I recently listened to an interview with Franklin Leonard*, curator of The Black List, a list of the year’s top un-produced screenplays. I was struck by the language that he used and how clearly he described the performativity of the tool as a market device.
In my PhD thesis I argue that the theory of market devices (MDs) (Callon et al 2007) is the most appropriate conceptual framework for understanding the independent film industry (as opposed to, for example, the linear Film Value Chain, or neo-classical rational economic action). In particular, I show that in charting the assemblage and anchoring of Digital Engagement Metrics’ (DEMs) constructive role in the market, the theoretical language is especially useful. This is because the legitimisation and anchoring of DEMs’ role is currently ongoing. It can be traced, and therefore more about the assembly process can be uncovered than were the calculative processes already to have been black boxed. I think this type of research opportunity is something Latour has been pointing to in speeches and articles in the last couple of years, and where most major contributions can be made.
I have taken other key film market devices to be: the finance plan; the sales estimate sheet; and the recoupment chart; as well as DEMs. They are assemblages, or agencements, active combinations of human and material agencies coordinating and co-producing action. Each of these tools exist as calculative frames, bringing multiple parties of the independent industry together in a network for economic transaction. These networks are dynamic, negotiated, and overlapping,by inserting themselves into the market making process of a film they contribute significantly to that construction.. They also interact with, and can be complemented by, other similar tools such as The Black List.
The affordances of digital technology allow more MDs to emerge. Whilst not essential to the functionality of the Black List’s core concept, its dissemination and extrapolation into a larger business in its own right is facilitated by the internet. For an introduction to the basics of what The Black List is and does, please see the links in the opening paragraphs, what I will concentrate on here is its display of market device characteristics.
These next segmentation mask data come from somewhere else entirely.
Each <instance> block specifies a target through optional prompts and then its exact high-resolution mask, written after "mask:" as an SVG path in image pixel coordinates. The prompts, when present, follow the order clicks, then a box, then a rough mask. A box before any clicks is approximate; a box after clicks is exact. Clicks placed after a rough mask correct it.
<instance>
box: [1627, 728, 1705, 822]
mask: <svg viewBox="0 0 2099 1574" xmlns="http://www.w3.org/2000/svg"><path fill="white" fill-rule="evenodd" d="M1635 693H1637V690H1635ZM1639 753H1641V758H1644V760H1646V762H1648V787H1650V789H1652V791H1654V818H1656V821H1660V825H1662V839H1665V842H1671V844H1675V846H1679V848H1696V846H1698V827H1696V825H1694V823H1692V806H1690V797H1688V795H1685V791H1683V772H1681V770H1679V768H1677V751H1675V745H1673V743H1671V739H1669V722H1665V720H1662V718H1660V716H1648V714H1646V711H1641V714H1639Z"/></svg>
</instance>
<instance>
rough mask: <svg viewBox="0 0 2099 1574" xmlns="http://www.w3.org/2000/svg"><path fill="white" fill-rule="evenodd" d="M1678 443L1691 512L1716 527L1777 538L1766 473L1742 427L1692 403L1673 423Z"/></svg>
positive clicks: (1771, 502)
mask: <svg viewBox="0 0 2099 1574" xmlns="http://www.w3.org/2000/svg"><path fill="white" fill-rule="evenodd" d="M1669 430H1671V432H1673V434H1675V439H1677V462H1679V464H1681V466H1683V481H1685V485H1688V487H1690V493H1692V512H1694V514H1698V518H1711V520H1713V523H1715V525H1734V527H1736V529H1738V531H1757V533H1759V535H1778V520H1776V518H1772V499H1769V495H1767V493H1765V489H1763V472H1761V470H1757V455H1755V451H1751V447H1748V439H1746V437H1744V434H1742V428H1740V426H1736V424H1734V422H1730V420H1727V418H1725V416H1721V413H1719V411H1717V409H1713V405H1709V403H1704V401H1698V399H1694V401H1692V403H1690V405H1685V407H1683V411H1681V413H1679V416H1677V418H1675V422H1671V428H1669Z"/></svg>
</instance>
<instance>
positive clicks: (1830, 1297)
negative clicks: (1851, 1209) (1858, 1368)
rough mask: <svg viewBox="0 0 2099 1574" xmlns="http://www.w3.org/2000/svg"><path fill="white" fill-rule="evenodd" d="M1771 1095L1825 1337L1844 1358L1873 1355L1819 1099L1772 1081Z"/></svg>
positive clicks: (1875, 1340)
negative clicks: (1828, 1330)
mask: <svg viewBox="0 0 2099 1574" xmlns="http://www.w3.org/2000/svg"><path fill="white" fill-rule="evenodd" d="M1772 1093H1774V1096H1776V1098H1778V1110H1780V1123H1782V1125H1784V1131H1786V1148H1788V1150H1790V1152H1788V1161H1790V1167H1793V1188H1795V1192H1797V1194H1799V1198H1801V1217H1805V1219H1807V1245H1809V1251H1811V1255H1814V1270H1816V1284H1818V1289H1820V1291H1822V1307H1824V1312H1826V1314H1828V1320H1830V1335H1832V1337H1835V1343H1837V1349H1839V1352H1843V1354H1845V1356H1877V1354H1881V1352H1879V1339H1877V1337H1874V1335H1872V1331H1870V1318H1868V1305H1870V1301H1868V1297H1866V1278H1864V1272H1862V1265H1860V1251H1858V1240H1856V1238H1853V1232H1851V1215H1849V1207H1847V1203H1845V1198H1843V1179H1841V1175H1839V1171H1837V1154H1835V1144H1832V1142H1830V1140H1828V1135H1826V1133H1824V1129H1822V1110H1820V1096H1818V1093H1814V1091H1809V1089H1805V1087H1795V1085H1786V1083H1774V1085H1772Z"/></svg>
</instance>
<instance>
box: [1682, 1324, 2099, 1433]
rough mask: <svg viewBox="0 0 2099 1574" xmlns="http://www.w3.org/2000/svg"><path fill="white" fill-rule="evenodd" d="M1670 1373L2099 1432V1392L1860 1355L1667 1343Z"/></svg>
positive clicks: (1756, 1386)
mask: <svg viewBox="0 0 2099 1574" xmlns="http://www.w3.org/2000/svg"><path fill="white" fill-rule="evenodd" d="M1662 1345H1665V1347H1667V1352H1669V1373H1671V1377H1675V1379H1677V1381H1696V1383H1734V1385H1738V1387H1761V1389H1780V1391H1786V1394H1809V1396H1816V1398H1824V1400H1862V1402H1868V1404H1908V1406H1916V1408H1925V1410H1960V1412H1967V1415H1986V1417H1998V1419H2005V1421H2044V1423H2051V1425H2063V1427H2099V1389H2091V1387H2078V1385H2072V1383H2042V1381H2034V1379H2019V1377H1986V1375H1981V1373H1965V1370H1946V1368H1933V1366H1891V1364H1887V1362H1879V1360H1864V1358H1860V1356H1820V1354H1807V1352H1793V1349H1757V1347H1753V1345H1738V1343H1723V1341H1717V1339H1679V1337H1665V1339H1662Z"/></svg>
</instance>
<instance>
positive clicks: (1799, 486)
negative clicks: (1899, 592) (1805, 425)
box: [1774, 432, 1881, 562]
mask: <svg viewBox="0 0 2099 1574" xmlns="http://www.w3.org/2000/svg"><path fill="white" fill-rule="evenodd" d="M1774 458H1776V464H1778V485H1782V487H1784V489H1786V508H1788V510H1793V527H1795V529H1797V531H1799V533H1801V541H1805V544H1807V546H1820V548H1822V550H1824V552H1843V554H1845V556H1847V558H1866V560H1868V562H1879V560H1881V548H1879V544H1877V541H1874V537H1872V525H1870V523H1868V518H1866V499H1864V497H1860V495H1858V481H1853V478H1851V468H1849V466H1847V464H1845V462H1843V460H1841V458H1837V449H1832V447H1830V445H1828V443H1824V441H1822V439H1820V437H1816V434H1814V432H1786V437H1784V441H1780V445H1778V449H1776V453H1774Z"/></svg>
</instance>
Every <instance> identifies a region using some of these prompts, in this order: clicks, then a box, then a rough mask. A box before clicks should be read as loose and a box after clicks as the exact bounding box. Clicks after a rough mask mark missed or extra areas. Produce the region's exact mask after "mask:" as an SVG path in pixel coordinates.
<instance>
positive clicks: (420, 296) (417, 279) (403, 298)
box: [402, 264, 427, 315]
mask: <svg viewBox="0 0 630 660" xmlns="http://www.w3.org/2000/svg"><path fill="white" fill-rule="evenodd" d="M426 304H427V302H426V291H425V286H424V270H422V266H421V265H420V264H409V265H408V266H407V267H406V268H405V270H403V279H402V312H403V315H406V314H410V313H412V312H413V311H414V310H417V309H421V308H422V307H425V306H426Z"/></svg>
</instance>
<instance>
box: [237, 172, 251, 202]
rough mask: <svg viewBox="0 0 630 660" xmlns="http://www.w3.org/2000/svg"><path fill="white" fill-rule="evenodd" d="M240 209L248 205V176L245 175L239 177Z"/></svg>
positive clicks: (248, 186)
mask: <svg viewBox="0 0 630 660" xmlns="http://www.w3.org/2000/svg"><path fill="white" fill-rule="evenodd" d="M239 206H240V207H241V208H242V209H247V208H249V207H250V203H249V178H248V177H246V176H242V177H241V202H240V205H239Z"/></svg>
What I find encouraging about Mr Leonard’s comments is the explicit recognition of a market construction role that The Blacklist plays through its evaluation and valorising capacities. The calculations, operating through a ranking produced by a network of experts and creative materials not only place a value on each screenplay, but also add value to that screenplay by the fact of measurement.
“If you’ve written a great script, eventually it will probably fall into the right hands, but that eventually could be literally decades. I hope that what the Black List does is create a far more efficient marketplace for that material. There’s a distinction for me between causation and correlation, and I think that the correlation between scripts that are on the list and their success every year means there’s more attention to the scripts that are on the list and we’ve created a virtuous cycle, where we have a catalyzing effect, but we’re certainly not getting the movies made.”
The valorising results of the list contribute to its performative effects. The scripts are judged the “most liked” (i.e. they should be produced) by industry professionals. The historical correlation of such valuations with successful films produced from the list (Oscar winners e.g. Argo, Juno etc.) leads to increased attention list scripts in forthcoming years and an assumption that the market is moving to produce more of these films. Thus those deemed most worthy of being produced (via the list) are being materialised in the market. This construction is co-produced not just by the creative material, the online portals, the networks of evaluators but also in their combined interaction with the industry at large which subscribes to belief in such judgements and acts accordingly.
*Excellent Name.
Callon, M., Millo, Y., & Muniesa, F. (2007). Market devices. Blackwell, London.